Thanks for this piece. I remember that those of us who had moved on
from Civil Rights to the anti-war movement longed for Dr. King to speak
out against the war; indeed, there were some who denounced him for not
doing so, while others understood that his doing so would cause
difficulty for the civil rights movement, which still had things to
accomplish.
When he finally gave the sermon at Riverside Church, it was broadcast
(and rebroadcast) on WRVR, Riverside Church's-then fm station, which
carried their services and a mix of classical and jazz. Those of us who
had joined the anti-war movement rejoiced that he had finally come out
aganst the war, which many of us saw as of a piece with the civil rights
question.
Yes, it did lead to yet more denunciations of Dr.
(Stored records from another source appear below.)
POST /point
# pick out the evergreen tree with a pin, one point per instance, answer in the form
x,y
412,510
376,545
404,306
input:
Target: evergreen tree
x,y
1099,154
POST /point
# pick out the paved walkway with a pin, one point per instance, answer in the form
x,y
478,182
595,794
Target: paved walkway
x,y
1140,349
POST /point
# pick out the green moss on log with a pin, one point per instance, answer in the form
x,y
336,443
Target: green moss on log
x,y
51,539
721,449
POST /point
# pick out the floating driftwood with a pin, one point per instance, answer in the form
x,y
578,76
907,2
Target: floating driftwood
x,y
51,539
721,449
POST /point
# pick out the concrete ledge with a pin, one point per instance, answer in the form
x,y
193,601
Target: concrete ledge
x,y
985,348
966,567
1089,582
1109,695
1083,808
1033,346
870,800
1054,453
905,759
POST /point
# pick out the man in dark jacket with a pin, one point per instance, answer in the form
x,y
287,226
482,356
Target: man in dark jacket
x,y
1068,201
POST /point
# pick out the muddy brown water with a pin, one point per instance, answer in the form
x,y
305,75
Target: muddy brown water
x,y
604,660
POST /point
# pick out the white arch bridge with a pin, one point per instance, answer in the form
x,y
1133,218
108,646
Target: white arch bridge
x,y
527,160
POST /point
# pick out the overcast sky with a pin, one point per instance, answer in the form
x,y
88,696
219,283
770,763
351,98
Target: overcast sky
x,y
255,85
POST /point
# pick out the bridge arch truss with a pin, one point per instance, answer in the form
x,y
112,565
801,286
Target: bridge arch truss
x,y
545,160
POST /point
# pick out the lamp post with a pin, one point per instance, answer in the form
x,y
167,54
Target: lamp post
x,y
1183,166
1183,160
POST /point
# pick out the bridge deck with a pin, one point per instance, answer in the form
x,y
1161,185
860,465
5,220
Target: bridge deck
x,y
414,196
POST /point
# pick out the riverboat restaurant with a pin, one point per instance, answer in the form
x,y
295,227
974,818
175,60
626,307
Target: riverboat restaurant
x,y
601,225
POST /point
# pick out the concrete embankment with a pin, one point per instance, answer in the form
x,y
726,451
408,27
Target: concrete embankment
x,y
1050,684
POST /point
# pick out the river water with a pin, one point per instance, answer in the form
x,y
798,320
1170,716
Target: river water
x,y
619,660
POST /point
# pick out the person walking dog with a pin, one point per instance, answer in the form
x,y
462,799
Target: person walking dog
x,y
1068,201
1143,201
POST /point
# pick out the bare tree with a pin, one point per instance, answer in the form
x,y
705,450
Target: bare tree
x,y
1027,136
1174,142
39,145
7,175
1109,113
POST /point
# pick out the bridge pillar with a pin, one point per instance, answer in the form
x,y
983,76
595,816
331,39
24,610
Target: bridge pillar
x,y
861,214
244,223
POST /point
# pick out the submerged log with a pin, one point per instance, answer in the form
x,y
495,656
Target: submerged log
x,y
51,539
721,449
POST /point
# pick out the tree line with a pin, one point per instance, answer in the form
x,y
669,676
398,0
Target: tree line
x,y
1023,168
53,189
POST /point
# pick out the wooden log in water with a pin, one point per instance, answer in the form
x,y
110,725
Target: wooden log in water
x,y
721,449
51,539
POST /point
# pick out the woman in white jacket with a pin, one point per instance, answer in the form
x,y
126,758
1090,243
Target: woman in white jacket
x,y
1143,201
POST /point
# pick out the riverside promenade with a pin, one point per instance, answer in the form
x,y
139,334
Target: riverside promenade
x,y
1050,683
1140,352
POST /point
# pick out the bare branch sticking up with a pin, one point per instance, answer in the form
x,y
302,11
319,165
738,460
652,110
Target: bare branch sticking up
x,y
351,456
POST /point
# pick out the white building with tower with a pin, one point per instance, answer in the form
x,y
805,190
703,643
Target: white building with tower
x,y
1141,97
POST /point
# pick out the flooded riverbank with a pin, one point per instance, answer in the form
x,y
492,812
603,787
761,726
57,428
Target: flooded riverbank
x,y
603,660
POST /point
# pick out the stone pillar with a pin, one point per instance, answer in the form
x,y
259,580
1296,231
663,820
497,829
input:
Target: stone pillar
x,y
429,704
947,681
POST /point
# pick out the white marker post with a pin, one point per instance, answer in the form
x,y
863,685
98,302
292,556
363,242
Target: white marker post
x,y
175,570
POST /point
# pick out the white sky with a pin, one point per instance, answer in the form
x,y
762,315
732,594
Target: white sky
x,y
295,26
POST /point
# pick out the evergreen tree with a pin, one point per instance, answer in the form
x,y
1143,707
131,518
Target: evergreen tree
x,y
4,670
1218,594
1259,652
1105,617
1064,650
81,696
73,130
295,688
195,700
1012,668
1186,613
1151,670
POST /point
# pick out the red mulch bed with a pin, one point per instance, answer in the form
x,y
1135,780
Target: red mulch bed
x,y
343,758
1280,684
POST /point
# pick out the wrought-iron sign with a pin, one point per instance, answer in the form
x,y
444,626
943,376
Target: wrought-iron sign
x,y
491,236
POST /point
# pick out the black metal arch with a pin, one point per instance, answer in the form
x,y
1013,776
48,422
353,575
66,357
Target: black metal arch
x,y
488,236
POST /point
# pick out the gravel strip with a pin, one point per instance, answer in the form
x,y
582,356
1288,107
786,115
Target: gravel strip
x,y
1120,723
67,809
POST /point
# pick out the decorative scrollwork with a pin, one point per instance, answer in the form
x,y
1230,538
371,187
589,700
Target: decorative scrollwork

King as red; but this
was nothing new: it went back all the way to Montgomery, once it was
learned that he was associated with the Highlander School and those
nasty New York Jewish liberals, some of whom did indeed have present or
past Communist ties.
ANYthing on the even the right fringe of the liberal side of politics
was often so denounced in the 40's-60's-- even, e.g., my future
mother-in-law for urging public kindergartens in Houston, or my cousin,
a Presbyterian minister, when his Houston congregation's elders refused
to allow a John Bircher to donate American flags to put in every Sunday
School classroom. (Both of these things from the mid-50's.) The
Birchers were all over the place in the newspapers and on radio and tv.
And even LBJ was labelled a "Communist" in his Congressional and the
1948 Senate campaigns, because he favored low-interest-rate Federal
loans to the Rural Electrification Program for rural power distribution
facilities to farmers who lacked electricity because the private
utilities thought the investment cost too high to build them and for the
development of co-op electric generation and transmission systems such
as the Lower Colorado River Authority (LCRA) and Brazos Electric Power
Cooperative(BEPC) which sold power to the REA coops in Texas when the
private utilities wanted too high a price for electricity -- and this
not from the right-wing organizations, but from the campaign of Texas'
Governor Coke Stevenson, his opponent in the Democratic Senate Primary
which ended in the infamous "landslide".